Choosing a convertible over a coupe almost always results in compromise, and that's true of the 2014 BMW 4 Series Convertible. New for 2014 and based on the 4 Series Coupe, this new BMW convertible is more expensive than the coupe and is also heavier, slower, less fuel-efficient, and smaller in terms of trunk space and rear-seat room. But hey, the top goes down with the push of a single button, and there's plenty to be said for letting the sunshine in on a bright summer day.
Three versions of the new 4 Series Convertible are on sale. Save money and gas by choosing the 428i, and if you want BMW's available all-wheel-drive system, the 428i xDrive model is the only way to go.
I tested the 435i Convertible, which wears a base price of $55,825; that's $8,900 more than a 435i Coupe. After adding the Luxury Line trim, Saddle Brown leather, Mineral White paint, a set of 19-inch multi-spoke aluminum wheels, and several option packages containing upgrades such as satellite radio, smartphone integration, a navigation system, a reversing camera, a neck-warming system and more, the sticker price rose to nearly $70,000.
The 435i Convertible is equipped with a turbocharged 3.0-liter 6-cylinder engine making 300 horsepower and 300 lb-ft of torque. It powers the rear wheels through a standard 8-speed automatic transmission, and an automatic stop/start system shuts the engine off when the car is idling in traffic or at an intersection in an effort to improve gas mileage.
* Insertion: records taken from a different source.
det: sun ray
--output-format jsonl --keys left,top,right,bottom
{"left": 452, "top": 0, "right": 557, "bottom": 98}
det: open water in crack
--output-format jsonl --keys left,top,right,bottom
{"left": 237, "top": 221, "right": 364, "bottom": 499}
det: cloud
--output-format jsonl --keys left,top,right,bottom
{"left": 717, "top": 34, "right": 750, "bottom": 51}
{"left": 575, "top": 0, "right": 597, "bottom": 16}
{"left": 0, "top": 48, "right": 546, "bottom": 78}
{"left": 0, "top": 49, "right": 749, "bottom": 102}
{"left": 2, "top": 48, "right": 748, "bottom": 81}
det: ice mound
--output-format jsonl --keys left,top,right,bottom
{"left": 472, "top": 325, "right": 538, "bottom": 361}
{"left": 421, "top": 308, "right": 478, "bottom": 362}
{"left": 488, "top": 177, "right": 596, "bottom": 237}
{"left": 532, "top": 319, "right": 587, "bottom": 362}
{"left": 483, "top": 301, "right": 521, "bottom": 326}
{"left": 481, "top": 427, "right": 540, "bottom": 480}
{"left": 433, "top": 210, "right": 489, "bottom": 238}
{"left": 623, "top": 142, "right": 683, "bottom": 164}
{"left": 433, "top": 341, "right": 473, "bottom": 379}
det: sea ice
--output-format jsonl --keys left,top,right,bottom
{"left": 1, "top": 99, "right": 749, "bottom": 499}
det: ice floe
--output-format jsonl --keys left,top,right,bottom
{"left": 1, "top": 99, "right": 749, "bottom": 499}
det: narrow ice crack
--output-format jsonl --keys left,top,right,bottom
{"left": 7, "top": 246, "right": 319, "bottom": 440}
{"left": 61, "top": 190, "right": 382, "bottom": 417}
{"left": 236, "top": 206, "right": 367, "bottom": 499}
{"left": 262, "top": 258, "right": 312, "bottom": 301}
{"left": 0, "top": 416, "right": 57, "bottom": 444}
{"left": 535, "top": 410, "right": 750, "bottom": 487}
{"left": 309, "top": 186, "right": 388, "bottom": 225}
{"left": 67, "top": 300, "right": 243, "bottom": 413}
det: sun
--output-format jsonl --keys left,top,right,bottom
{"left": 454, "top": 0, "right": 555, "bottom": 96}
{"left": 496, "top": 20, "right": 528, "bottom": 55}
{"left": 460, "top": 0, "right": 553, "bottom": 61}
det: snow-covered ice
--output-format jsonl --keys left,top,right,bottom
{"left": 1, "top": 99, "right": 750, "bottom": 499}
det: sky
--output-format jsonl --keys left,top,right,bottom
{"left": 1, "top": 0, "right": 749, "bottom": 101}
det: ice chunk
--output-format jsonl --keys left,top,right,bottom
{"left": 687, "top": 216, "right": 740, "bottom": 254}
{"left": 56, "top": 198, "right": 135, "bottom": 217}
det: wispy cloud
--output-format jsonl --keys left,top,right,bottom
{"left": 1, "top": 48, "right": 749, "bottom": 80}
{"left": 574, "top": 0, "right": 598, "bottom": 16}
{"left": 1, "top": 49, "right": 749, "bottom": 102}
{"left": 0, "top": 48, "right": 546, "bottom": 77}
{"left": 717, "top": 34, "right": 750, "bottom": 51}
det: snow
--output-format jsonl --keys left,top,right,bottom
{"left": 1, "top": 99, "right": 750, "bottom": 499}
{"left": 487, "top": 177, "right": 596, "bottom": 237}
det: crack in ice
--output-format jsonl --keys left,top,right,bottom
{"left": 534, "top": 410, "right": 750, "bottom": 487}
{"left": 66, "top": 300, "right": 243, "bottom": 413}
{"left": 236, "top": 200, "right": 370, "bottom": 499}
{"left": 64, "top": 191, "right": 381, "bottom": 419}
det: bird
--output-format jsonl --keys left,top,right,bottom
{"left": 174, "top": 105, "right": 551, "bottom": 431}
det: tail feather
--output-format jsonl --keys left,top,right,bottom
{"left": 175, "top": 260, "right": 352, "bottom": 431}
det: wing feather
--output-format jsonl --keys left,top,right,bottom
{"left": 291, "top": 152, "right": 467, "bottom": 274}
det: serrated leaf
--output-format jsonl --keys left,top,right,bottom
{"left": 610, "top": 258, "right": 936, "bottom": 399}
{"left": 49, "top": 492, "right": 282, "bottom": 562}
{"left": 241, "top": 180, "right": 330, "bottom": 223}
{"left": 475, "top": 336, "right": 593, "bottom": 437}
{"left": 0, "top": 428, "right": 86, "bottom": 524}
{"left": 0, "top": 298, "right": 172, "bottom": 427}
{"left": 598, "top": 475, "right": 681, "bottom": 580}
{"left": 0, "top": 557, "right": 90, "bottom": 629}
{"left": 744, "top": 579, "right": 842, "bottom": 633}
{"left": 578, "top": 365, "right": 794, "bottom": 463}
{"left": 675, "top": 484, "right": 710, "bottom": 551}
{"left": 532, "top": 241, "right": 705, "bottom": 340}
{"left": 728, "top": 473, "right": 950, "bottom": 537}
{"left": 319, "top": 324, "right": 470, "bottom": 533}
If you want a traditional manual gearbox for the 2014 BMW 4 Series Convertible, you're out of luck. Instead, what you do get is Driving Dynamics Control: BMW's way of letting you select an appropriate vehicle setup to match your driving style. Choices include the Eco Pro, Comfort, Sport and Sport+ driving modes. The driver chooses the setting, and for my driving I selected the Sport mode, in part because this selection shuts off the rather rough automatic stop/start feature.
Large, but Still Nimble
Despite a hefty, 4,050-lb curb weight -- nearly 500 pounds more than a 435i Coupe -- the 435i Convertible is a quick car and accelerates effortlessly. BMW says it will get to 60 miles per hour in 5.4 seconds, and that feels right by the seat of my shorts. Clearly, I spent lots of time exploring the 435i's performance potential during a rousing drive in the Santa Monica Mountains northwest of Los Angeles, extracting 17.8 miles per gallon from a car that the Environmental Protection Agency says ought to get 20 mpg in the city and 30 mpg on the highway.
Thanks to my test car's Luxury Line trim, it was not equipped with the sport seats that are installed in the Sport Line and M Sport Line models, so this example of the 2014 BMW 4 Series Convertible didn't pinch my sizable midsection. The testing day was a scorcher, though, and the 435i Convertible isn't available with ventilated seats, which results in a sweaty backside. Honestly, I can't think of anyone who can afford to spend almost $70,000 on a new car putting up with this type of discomfort.
BMW has planned well for top-down driving in chilly weather, though. If you get the Cold Weather package, heated front seats, a heated steering wheel and a neck-warming system keep the cabin warm and toasty. Power the windows up and install the optional wind blocker, and a 435i is a genuine 3-season convertible. Better yet, the power retractable hardtop is insulated and soundproofed, and with the 428i version's available xDrive all-wheel drive, you can use a 2014 BMW 4 Series Convertible year-round in any climate.
Raise the Roof
With the push of a button, the roof folds into the trunk in about 20 seconds and can be used at speeds up to 11 mph. This action erases nearly 5.3 cu ft. of trunk space, but when the top is dropped, the 4 Series Convertible still provides 7.8 cu ft. of room, which BMW reckons is good enough for luggage or golf clubs. While that is less than an Audi A5/S5 Cabriolet, which supplies 10.2 cu ft. thanks to its traditional soft-top design, the BMW's trunk is larger than the Audi's when the roofs are raised.
Both the Audi and the BMW are equipped with folding rear seats and a ski pass-through to expand cargo room as is necessary. A power assistance function raises the BMW's folded roof for improved access to items kept in the trunk, representing a fairly complex solution to an unavoidable problem. Audi's approach of using a lighter, simpler and more compact fabric on their roofs might still be the best way to design a convertible.
Made for Cruising
As for how the 435i Convertible drives -- well, it accelerates, handles and brakes like a 435i Coupe loaded down with a couple of pro football players. Especially in the Luxury Line trim, this is a cruiser, a quick and comfortable luxury car for rolling up a sun-drenched coast. If the wind buffeting is too much, power all four windows up using a single, convenient switch to dramatically reduce the level of irritation.
The car accommodates friends, too, and while full-sized adults might find rear-seat room snug, there's no shortage of headroom with the top down, is there? In that respect, a 4 Series Coupe simply cannot beat the 2014 4 Series Convertible.